The main problem with using software repositories in defect prediction is the lack of integration of the CVS history files and defect tracking systems. You can link the PRs with MRs using the PR identification number available both in the MRs in CVS and in the PRs in Bugzilla.
A real challenge is to associate the bug reports in Bugzilla with the specific Firefox releases. The data collection process takes place at moment t3 and the goal is to collect bugs that are in the source code the moment of the release, t1. This is not trivial as the following example illustrates. Suppose at the time of the release t1 a defect was in the source code. If the defect was solved after the release, say at t2 or t’, the bug at t3, when data is collected, is labeled as being resolved.

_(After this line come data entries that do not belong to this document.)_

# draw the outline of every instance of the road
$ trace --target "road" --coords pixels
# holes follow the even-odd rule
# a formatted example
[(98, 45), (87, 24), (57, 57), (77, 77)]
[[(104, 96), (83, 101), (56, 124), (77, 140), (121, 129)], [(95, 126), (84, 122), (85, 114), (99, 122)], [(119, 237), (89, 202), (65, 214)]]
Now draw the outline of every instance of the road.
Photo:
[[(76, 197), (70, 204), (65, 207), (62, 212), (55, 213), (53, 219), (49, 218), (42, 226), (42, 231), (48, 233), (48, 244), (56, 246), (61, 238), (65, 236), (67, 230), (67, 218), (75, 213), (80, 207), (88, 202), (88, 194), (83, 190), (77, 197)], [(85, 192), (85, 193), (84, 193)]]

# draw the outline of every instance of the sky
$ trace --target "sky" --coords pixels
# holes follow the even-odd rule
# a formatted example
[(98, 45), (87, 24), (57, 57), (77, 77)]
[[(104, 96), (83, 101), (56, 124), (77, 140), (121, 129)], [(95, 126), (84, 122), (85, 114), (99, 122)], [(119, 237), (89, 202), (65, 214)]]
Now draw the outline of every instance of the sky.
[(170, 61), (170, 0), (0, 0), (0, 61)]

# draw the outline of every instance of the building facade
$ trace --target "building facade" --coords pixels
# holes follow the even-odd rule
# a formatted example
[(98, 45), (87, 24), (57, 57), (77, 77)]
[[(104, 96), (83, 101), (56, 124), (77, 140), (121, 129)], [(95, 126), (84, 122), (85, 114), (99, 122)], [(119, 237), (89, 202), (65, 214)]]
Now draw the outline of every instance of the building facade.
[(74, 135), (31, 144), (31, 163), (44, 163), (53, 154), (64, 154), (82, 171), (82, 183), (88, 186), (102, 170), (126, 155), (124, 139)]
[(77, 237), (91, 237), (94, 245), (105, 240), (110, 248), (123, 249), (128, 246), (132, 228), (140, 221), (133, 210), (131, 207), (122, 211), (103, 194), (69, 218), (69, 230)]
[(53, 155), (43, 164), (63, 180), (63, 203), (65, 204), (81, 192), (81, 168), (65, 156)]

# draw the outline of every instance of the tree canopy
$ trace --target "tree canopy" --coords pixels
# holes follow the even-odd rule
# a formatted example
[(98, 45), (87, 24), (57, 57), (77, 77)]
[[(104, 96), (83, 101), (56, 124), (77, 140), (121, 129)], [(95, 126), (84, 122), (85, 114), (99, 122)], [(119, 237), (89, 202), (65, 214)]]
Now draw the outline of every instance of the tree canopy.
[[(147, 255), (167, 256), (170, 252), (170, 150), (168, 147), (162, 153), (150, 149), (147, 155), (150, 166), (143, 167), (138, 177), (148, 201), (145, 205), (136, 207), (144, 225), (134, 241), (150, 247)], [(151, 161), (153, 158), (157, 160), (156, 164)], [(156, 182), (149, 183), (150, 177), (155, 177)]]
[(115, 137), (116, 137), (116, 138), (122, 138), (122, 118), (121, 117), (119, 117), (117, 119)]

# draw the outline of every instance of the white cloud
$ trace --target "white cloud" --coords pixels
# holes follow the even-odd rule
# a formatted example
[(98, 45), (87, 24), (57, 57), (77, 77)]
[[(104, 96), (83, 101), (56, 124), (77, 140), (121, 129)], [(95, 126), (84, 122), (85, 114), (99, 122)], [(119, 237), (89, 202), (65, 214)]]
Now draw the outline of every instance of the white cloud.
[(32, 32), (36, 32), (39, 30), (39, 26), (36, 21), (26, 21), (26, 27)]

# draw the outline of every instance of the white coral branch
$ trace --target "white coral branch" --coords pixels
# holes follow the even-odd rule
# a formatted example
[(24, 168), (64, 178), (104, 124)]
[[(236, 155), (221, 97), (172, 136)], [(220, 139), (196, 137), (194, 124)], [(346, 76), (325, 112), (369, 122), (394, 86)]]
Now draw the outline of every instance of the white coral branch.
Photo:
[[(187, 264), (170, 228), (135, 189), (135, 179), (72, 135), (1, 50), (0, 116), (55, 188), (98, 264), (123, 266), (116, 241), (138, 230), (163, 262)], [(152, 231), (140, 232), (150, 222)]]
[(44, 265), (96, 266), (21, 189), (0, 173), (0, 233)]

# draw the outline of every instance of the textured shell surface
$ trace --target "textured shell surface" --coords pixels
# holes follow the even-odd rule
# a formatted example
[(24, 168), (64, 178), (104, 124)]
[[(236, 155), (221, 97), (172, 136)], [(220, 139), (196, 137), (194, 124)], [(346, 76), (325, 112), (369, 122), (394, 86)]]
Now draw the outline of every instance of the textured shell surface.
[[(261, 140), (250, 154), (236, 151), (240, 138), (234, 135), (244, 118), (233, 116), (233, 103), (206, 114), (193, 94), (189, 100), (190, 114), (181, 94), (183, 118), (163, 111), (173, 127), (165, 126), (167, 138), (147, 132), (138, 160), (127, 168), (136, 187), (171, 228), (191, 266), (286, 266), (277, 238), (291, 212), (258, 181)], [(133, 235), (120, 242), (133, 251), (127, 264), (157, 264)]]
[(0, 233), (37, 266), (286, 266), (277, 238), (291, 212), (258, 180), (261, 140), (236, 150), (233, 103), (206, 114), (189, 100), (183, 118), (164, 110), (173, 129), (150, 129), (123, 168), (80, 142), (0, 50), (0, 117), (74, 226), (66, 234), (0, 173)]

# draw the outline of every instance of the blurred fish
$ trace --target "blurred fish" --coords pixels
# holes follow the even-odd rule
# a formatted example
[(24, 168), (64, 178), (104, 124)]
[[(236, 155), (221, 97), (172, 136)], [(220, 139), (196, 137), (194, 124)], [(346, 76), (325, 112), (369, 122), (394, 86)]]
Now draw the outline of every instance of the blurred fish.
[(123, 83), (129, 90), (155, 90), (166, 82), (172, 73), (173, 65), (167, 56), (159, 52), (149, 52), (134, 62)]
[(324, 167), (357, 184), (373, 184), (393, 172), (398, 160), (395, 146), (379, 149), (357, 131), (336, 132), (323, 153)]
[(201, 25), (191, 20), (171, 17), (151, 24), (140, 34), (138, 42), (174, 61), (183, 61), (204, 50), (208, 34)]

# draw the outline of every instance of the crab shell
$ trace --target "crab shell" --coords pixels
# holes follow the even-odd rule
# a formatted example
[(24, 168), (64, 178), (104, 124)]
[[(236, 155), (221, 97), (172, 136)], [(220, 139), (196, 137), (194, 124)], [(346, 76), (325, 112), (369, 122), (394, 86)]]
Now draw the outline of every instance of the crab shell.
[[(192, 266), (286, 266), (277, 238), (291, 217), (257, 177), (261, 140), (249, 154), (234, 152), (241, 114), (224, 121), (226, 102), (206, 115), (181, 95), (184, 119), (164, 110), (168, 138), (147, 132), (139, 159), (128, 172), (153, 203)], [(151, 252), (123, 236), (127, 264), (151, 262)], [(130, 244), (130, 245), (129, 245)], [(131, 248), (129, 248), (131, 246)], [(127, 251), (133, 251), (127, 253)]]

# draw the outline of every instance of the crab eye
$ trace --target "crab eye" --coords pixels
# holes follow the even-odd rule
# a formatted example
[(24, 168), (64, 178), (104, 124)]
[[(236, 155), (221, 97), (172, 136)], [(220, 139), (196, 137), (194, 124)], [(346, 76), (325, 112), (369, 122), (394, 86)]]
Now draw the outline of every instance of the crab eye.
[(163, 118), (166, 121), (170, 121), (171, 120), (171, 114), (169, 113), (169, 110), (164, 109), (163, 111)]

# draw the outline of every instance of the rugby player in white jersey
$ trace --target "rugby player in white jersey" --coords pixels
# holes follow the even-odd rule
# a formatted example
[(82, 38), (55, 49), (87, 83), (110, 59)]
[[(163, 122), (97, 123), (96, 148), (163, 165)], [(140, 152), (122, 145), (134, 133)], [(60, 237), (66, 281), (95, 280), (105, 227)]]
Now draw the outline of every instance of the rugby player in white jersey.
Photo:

But we are dealing with an open source environment. It may happen that a bug was solved, the commit message exists in the CVS history file at t2, but the bug status was not modified in Bugzilla environment. It may also be the case that the commit message in CVS is not reflecting the change performed, it does not have a PR identification number associated with it, even if the change resolves a problem and it is reported in Bugzilla at t’.
There is a lot of debate with respect to whether size and complexity can predict defects. We argue that there is value in size and complexity metrics with respect to defect prediction and that research should rather focus on to what extent can size and complexity predict defects or in what particular cases we can predict defects based on size and complexity metrics. In this context, we present our interpretation of the results.